The same limit showed up in the timing. Claude was tracking elapsed time to predict the next track and announced "Approaching end of Leo (2:15 of 3:06)." I had to correct it: "the issue is that you thought we were 2:15 into leo when we were 3:06 into leo because we didn't start counting leo until we matched. but we had already been in leo for at least 30 seconds." The clock in the log started when recognition fired, not when the needle actually landed — a gap only someone in the room could see. The stream gives the agent everything the software knows; what's actually happening in the room is the part I have to supply.

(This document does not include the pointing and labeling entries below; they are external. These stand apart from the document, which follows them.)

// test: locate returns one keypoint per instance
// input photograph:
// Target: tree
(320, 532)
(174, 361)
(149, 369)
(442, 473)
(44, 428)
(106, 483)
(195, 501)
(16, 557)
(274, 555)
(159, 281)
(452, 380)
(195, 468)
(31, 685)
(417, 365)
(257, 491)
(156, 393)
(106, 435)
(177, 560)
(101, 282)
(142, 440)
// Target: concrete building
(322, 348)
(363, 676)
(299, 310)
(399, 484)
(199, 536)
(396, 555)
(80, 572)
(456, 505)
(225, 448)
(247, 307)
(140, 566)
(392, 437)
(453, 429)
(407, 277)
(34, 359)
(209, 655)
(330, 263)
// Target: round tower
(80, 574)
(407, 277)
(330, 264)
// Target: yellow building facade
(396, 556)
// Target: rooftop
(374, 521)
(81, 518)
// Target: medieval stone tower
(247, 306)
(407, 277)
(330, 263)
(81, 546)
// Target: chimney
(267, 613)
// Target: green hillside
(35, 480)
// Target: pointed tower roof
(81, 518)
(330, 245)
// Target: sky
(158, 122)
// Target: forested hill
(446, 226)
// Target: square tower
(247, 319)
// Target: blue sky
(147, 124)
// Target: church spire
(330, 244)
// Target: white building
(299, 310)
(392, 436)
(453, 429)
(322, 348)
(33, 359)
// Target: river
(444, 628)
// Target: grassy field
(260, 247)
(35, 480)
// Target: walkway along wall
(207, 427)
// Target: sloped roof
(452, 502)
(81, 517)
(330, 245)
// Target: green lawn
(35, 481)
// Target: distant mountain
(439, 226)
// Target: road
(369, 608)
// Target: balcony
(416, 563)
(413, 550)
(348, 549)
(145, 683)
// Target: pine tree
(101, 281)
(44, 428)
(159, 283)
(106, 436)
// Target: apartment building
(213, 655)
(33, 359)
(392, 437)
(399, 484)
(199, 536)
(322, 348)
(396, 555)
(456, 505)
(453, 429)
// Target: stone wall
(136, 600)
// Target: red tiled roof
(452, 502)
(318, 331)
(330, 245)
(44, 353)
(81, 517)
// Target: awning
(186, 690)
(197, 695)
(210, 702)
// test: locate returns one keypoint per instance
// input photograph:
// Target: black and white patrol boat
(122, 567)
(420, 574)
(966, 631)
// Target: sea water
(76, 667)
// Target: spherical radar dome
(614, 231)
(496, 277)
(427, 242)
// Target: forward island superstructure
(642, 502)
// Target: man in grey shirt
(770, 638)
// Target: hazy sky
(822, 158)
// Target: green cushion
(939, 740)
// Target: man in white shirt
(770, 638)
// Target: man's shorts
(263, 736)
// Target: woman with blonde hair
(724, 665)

Where the autopilot hands off

The autopilot does the capture, the plan, the implementation, and the review, and hands me a feature that passes its tests. For most of the project that's the same as done. For anything that depends on the hardware it isn't — the feature is done when I've put a record on and watched it work, and that's the one step the autopilot can't run. So I run it myself: deploy the change, start the stream, and drop the needle.

The now-playing source is at github.com/schuettc/now-playing.